The recurrent feud between adults and adolescents obliterated social distinctions between teenagers. Even if you weren’t against the war, you felt the social pressure to wear the new uniform.
“Once in a while I wanted to wear something else,” says a 25-year-old girl, “but there was just too much hassle.” For almost every teenager, in every era, that pressure to conform to the standard uniform has been great. Poor kids, who wanted to look like preppies, always had the hardest time.
Today the uniform is jeans, and a “nice” shirt — Huk-a-Poo for middle-class preppies, Ralph Lauren for rich preppies. Earth shoes and Wallabees decorate teenage feet along with “Little Abners” for lower middle-class kids. Boys wear Pro-Keds, in blue and white (suede pumice in preppie schools).
The radical sloppy look of the early Seventies has changed in the last two years. Well-groomed is back, at least for preppies.
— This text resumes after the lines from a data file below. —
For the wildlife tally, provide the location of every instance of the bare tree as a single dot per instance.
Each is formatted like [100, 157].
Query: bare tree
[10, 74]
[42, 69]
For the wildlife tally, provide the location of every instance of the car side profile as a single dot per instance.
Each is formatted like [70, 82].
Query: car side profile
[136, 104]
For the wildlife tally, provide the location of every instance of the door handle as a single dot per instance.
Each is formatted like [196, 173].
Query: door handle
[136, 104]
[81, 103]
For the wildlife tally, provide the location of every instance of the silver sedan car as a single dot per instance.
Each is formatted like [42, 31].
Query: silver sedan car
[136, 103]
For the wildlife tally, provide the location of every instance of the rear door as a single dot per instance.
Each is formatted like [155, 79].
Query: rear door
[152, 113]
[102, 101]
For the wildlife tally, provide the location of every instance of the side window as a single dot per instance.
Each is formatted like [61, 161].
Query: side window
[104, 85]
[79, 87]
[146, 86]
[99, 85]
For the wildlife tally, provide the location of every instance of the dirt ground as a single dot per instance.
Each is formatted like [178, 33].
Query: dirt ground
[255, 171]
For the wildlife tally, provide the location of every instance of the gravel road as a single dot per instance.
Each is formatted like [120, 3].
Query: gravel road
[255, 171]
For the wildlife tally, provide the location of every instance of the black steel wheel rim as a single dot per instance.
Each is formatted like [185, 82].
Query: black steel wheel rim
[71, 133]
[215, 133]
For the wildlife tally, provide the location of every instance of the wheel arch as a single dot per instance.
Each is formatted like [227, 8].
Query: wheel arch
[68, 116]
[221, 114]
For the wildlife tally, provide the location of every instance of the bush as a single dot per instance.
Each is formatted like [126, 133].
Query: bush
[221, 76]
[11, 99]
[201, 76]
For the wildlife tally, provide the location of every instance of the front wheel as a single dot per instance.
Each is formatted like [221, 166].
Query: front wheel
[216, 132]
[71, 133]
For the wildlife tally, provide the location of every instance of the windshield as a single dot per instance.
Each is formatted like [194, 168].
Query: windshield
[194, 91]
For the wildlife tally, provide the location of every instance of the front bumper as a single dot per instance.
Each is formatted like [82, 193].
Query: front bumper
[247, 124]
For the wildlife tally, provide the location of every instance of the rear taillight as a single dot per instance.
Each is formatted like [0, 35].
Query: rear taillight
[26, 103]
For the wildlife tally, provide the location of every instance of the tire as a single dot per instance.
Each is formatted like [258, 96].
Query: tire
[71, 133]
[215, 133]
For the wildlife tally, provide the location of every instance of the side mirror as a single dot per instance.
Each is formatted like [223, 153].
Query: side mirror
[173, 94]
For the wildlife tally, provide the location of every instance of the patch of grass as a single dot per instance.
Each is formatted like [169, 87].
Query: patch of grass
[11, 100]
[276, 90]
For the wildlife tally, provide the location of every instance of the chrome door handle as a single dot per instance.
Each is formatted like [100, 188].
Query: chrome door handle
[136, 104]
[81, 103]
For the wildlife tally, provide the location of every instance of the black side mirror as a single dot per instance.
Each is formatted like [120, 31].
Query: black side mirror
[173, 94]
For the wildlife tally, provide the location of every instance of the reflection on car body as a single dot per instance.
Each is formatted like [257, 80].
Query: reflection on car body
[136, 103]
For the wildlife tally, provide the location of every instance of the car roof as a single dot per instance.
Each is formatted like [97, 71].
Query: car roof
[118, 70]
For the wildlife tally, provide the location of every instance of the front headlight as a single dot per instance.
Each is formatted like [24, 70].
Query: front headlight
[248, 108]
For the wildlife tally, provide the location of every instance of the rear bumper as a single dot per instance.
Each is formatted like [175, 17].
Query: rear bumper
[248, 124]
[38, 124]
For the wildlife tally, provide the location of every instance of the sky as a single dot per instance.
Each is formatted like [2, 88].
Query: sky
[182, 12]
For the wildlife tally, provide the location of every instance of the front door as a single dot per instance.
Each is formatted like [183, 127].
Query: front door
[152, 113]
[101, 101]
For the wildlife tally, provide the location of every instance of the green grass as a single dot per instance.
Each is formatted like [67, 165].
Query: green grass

Hair is styled. instead of flowing in disarray, shirts are tucked in, fewer construction boots are seen on teenage feet.
“You should see it now, says a disgruntled 20-year-old. “Everyone is really dressed expensively. It’s the embracing of the bourgeois all over again.”
But teenagers still think they are dressing distinctively. Told that their tube tops and halters were popular in the forties, they just stare incredulously.
But at Flushing High School and all around Long Island, there are pockets of greasers — guys who mimic the television shows and the Broadway hit “Grease,” with their leather jackets, Brilliantined hair and cigarette packs tucked into their T-shirts. They even drive ’57 Belairs. The blonde dip is coming back, too.
It’s almost as if we’ve gone full circle. So far, no manufacturer has come up with a felt skirt with an appliqued pink poodle. But why not?